DOMLoader
Yosoi’s static HTML fetcher handles most sites — content is in the server response, and CSS selectors work immediately. For pages that require JavaScript to render content (single-page apps, infinite scroll feeds, accordion-gated data), Yosoi ships a browser-backed fetcher tier that drives the page to a fully-loaded state before discovery begins.
The component that manages this is DOMLoader.
What DOMLoader Does
DOMLoader sits inside the browser-based fetcher and runs after the initial page load. It works through a behavior tree — a priority-ordered sequence of probes and actions — that clears obstacles (cookie banners, modals) and exhausts content triggers (load-more buttons, pagination, infinite scroll) before capturing the final HTML.
navigate(url) ↓DOMLoader.run(tab) ↓ clear obstacles → exhaust content triggers → wait for DOM stability ↓tab.content() → raw HTML ↓HTMLCleaner → LLM discoveryThe behavior tree restarts after every successful action. It only stops when every node in the tree returns FAILURE — meaning nothing left to do.
How the Behavior Tree Works
The tree has two levels: a Selector at the root tries each branch in order and returns SUCCESS on the first that works; a Sequence checks a condition then runs an action, returning FAILURE if the condition is false.
Selector├── Sequence(HasOverlay, Selector(Sequence(HasCloseButton, ClickClose), Skip))├── Sequence(HasTrigger(LOAD_MORE), ClickTrigger)├── Sequence(HasTrigger(ACCORDION), ClickTrigger)├── Sequence(HasTrigger(TAB), ClickTrigger)├── Sequence(HasTrigger(PAGINATION), ClickTrigger)└── Sequence(HasTrigger(INFINITE_SCROLL), Scroll)Priority order — obstacles fire first so a cookie banner never blocks a load-more probe:
| Kind | What it finds |
|---|---|
| Cookie | Consent banners with accept buttons |
| Popup | Modal dialogs with close buttons |
| Age Gate | Age verification screens |
| Load More | ”Load more”, “Show more” buttons |
| Accordion | Collapsed [aria-expanded="false"] sections |
| Tab | Unselected [role="tab"] panels |
| Pagination | Next-page links and a[rel="next"] |
| Infinite Scroll | Bottom-of-page scroll when content count is divisible by 10 |
DOM Stability
Each action ends with WaitForDOMStable — a MutationObserver that resolves after quiet_ms milliseconds of DOM silence. This means the next tree tick starts from a fully-settled page, not from a mid-render state.
WaitForDOMStable uses MutationObserver so it responds to actual DOM activity.

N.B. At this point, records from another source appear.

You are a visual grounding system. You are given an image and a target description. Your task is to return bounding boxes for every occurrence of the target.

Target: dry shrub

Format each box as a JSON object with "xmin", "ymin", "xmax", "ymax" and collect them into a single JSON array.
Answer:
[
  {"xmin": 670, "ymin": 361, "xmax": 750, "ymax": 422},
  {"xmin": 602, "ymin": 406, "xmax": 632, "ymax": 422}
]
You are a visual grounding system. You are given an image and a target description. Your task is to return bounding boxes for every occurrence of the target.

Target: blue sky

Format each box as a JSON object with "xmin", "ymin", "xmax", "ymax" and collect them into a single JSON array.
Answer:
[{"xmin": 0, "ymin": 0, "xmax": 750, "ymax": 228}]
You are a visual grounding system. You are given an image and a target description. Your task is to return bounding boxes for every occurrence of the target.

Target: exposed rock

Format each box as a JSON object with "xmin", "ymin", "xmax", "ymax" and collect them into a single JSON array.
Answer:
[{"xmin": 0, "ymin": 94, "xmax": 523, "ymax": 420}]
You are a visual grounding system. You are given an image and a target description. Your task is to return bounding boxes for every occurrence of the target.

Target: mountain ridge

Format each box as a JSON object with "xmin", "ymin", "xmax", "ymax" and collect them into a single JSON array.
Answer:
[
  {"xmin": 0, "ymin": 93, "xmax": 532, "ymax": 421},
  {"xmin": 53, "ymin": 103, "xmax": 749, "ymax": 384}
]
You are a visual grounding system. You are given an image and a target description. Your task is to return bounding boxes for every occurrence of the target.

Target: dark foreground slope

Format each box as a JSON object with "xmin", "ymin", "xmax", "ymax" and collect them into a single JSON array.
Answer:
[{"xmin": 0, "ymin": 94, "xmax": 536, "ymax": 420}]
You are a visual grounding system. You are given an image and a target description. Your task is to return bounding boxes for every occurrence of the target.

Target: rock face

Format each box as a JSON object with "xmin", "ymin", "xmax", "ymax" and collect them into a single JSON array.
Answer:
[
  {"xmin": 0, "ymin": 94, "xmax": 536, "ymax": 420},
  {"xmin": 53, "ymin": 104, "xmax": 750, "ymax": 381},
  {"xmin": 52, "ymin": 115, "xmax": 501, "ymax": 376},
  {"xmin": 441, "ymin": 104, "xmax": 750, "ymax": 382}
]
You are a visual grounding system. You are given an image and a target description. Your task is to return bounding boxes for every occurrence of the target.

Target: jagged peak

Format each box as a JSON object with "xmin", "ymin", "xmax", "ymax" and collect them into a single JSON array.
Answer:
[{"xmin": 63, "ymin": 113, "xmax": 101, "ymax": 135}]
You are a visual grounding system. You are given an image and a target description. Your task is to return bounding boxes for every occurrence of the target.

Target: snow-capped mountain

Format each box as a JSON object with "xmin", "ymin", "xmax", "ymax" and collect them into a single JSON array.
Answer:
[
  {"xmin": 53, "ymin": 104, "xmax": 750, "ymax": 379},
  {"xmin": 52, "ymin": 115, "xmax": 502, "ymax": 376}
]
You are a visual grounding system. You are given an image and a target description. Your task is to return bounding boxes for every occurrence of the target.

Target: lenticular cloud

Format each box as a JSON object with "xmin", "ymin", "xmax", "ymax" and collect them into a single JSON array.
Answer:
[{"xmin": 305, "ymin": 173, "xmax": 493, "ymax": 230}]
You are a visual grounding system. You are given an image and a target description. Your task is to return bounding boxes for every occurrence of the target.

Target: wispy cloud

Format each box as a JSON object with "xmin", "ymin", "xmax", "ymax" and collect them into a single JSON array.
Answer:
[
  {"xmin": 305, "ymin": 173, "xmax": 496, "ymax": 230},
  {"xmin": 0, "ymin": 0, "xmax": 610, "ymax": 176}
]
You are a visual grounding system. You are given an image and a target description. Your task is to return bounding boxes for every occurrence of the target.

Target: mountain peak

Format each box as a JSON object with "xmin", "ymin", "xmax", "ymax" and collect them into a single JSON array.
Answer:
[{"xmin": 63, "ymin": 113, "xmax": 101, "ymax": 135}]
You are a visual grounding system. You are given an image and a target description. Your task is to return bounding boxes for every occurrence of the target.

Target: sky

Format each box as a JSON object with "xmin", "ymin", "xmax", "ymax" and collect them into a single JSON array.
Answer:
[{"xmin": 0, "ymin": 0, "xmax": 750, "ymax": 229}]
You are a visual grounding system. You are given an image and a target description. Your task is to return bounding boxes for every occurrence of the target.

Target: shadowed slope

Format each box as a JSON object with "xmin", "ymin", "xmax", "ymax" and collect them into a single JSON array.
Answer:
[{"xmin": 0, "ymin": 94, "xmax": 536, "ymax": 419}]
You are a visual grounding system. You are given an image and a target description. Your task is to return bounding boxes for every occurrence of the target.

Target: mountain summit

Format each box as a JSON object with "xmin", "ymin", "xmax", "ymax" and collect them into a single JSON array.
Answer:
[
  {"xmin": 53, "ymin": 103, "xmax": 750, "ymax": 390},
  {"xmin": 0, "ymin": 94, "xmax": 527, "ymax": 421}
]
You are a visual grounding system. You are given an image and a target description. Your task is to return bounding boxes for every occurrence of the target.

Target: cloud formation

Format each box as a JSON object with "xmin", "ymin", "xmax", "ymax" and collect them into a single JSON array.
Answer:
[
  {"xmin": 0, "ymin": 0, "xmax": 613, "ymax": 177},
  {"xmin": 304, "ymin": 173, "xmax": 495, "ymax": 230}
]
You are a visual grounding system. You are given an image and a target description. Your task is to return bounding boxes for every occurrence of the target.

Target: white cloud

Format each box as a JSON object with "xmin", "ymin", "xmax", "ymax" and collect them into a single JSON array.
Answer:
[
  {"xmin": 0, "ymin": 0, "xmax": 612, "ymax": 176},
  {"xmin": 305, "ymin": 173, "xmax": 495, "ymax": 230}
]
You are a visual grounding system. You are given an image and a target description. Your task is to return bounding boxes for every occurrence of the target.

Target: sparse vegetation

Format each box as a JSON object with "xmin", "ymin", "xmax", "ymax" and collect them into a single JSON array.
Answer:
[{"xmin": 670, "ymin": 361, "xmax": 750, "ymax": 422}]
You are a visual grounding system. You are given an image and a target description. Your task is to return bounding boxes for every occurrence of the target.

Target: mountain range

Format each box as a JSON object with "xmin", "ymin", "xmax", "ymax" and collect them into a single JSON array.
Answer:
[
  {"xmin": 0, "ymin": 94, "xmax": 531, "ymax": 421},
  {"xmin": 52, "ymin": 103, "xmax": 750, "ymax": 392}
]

Unlike a fixed asyncio.sleep, it adapts to fast and slow renders equally.
Using the Browser Fetchers
Browser-backed fetching is available through three fetcher types. Pass --fetcher on the CLI or fetcher_type= in Python:
uv run yosoi --url https://example.com --fetcher waterfalluv run yosoi --url https://example.com --fetcher headlessuv run yosoi --url https://example.com --fetcher headfulasync for item in pipeline.scrape(url, fetcher_type='waterfall'): ...| Fetcher | Description |
|---|---|
simple | Plain HTTP — fast, no browser, works for static HTML |
waterfall | Simple → Headless → Headful (tries each tier in order) |
headless | Headless Chrome via VoidCrawl |
headful | Visible Chrome via VoidCrawl (best bot evasion) |
waterfall is the recommended choice for mixed workloads: it uses simple HTTP for static pages and escalates to Chrome only when needed.
The Waterfall Fetcher
JSFetcher (the waterfall) runs three tiers in order and stops at the first that succeeds:
1. SimpleFetcher (plain HTTP) ├── success, no JS → return └── fail or requires_js → continue
2. HeadlessFetcher (headless Chrome + DOMLoader) ├── success → return └── fail → continue
3. HeadfulFetcher (visible Chrome + DOMLoader) └── return regardless (best-effort)The winning tier for each domain is cached in .yosoi/fetch/. Subsequent runs skip the waterfall entirely and jump straight to the cached tier.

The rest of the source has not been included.